Using core outcome sets when registering a trial

These core outcome sets have been brought together in a unique resource in the COMET database, which is freely available on the internet (www.cometinitiative.org/studies/search). This makes it much easier for researchers to identify a core outcome set if one already exists, as is evidenced by the fact that more than 25,000 records had to be checked as part of the systematic review [14]. As part of the planning for their trial, researchers who wish to maximise the potential impact of their findings need to ensure that they will measure outcomes that will make it easier to show the relevance of those findings. They can do this by determining whether or not a core outcome exists, and in some cases, people embarking on a programme of research have developed a core outcome set to ensure the relevance of the outcomes they will measure and report [16]. Researchers should consider a core outcome set when designing their trial. This does not restrict the outcomes that they will measure but does provide them with the minimum outcomes that they need to include. They remain able to include additional outcomes, especially those that may be particularly pertinent to their study.

Then, when it comes to registering a trial, the trial registry should encourage researchers to note their use of the core outcome set and to specify each of the outcomes from the core set, as well as any additional outcomes, that they will measure. Specifying the outcomes from the core outcome set and using the terms for these outcomes that were used in that core outcome set will facilitate searching by users of the registry. In fact, this could be made even easier if the registry entry could be automatically populated with the outcomes through a dynamic link to the core outcome set cited by the researchers. Another benefit from considering the core outcome set in the design and registration of their trial is that researchers may be helped in their choice of primary outcomes. These outcomes are likely to be used to determine the sample size for the trial but also will highlight the areas on which the researchers will focus. For example, the primary outcomes will be those on which they will focus most when seeking to minimise loss to follow-up and missing data.
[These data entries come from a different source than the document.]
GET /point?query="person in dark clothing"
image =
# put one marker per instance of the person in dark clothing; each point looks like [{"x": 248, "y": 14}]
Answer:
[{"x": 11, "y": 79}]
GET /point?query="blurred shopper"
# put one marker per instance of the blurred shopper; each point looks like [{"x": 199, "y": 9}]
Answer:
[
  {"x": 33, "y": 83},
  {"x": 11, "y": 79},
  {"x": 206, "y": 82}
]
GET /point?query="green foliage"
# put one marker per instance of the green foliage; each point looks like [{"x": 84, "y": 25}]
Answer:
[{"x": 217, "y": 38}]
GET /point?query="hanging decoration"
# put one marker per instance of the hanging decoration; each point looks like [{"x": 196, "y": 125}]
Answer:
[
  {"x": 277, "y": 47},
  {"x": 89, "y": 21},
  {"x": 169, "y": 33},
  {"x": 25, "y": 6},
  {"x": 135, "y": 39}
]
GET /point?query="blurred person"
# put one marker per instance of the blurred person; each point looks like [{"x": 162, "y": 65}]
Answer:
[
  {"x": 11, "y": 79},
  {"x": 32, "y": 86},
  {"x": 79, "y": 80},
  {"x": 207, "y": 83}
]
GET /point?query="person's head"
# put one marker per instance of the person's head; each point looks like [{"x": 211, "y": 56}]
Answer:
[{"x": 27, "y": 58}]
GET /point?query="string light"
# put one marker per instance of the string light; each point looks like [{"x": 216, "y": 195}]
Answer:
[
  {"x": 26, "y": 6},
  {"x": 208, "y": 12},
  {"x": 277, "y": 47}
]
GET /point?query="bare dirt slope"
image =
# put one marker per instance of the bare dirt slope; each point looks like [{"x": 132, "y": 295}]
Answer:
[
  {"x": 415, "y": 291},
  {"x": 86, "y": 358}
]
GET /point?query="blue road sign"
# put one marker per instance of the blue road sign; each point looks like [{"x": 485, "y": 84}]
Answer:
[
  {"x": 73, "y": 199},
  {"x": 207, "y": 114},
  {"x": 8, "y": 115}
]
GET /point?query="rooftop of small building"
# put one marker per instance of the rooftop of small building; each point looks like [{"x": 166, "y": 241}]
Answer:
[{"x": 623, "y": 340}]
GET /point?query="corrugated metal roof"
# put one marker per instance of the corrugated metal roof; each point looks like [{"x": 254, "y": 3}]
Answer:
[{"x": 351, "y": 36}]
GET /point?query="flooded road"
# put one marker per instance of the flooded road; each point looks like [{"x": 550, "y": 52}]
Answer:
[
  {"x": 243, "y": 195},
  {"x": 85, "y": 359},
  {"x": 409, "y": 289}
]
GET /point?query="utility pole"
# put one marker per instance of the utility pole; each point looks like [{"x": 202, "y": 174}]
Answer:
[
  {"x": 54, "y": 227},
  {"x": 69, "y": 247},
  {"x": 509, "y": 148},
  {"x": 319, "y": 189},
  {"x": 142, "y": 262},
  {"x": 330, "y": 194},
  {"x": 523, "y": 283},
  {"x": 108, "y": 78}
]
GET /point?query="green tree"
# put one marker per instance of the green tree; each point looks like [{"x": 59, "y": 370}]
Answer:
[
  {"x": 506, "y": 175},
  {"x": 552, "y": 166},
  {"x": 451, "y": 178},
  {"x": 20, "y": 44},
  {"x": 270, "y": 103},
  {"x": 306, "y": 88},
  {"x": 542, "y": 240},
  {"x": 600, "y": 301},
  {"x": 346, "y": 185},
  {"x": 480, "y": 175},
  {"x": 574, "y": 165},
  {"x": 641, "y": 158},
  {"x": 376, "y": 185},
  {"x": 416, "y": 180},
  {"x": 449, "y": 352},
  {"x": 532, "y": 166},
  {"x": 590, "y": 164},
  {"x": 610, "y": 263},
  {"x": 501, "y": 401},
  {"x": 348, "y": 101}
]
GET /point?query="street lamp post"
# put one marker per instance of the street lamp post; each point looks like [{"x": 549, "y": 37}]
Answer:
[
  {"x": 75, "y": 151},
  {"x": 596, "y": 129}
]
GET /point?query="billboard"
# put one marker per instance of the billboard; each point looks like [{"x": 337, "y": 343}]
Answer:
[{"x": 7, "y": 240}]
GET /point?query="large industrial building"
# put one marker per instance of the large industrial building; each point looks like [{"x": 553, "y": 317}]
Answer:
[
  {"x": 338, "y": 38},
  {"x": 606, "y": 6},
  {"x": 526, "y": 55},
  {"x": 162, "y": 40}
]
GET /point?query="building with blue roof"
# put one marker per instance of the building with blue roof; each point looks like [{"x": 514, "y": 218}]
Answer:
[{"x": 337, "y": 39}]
When others inspect the registry entry for a closed trial, the explicit use of a core outcome set will facilitate one of the other benefits of a prospective registry: the ability to determine the risk of bias from measured, but not reported, outcomes. If outcomes from the core outcome set are not subsequently included in reports of the trial, this will help reviewers and others to investigate the potential impact of selective reporting bias on any decisions they wish to make.

Conclusion

Trial registries can facilitate these efforts to make new trials as useful as possible and to reduce waste. Guidelines for reporting protocols for research acknowledge the potential value of core outcome sets [17], and an important next step would be for trial registries to do likewise. The section in the registry entry for the outcomes for the trial could prompt the researcher to consider using a core outcome set, facilitate the specification of that core outcome set and its component outcomes through linking to the original core outcome set, and encourage the choice of one or more primary outcomes from within the core outcome set. In doing this, trial registries will contribute to the global effort to ensure that trials answer important uncertainties and can be brought together in systematic reviews. We welcome comments on these suggestions and on how greater use of core outcome sets in trial registries might help researchers to achieve their ultimate aim of improving health and well-being through improving health and social care.